Nevada_2022_OORThe report also finds that “In no state, metropolitan area, or county in the U.S. can a worker earning the federal or prevailing state or local minimum wage afford a modest two-bedroom rental home at fair market rent by working a standard 40-hour work week.”
As we have extensively reported, inflation is an invisible tax that affects all ages, races, and incomes and is hitting Nevada households the hardest.
A recent report released by the United States Congressional Joint Economic Committee shows prices increasing 14.9 percent from January 2021 to June 2022 in Nevada, costing the average Nevada household $805 last month alone.

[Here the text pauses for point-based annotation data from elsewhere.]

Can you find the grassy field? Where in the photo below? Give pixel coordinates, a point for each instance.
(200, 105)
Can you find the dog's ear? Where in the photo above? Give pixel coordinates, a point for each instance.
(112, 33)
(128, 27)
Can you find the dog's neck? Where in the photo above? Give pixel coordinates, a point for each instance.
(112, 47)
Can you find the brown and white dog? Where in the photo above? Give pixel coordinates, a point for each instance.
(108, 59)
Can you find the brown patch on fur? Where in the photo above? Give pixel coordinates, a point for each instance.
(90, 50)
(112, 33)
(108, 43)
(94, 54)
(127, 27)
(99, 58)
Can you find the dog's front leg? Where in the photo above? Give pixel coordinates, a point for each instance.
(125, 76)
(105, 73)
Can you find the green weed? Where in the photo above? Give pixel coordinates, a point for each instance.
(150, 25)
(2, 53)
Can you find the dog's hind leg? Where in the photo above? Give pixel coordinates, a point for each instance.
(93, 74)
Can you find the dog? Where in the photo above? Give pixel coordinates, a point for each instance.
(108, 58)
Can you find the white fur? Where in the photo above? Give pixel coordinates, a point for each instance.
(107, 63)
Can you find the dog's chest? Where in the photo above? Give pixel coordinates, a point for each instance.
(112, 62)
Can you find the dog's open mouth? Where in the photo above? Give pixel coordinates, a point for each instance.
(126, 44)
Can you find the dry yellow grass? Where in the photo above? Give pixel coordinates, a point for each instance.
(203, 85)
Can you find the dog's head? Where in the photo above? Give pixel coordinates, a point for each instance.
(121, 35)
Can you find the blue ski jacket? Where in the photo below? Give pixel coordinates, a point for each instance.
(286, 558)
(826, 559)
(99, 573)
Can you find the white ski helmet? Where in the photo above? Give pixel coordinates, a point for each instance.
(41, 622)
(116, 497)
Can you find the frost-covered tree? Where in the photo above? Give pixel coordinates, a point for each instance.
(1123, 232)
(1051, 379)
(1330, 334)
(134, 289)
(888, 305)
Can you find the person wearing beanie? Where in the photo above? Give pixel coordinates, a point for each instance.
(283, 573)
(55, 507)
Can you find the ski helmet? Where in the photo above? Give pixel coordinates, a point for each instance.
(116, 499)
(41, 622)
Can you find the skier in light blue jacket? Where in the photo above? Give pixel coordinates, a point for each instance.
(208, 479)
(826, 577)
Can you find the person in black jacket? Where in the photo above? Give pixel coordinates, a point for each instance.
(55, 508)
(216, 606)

Even if prices stop increasing altogether, the inflation that has already occurred will cost the average Nevada household $9,663 over the next 12 months. The increase in monthly costs for average Nevada households are as follows: Food: $85; Shelter: $132; Transportation: $369; Energy: $215.
In May 2022, The Globe reported that the annualized cost of inflation per Nevada household was $8,231. In just a few short months, the invisible tax of inflation has risen $1,432. To put that into a clearer financial perspective, the average rental cost of an apartment in Las Vegas, Nevada is $1,471. Affordable housing becomes less affordable when inflation consumes a month’s rent.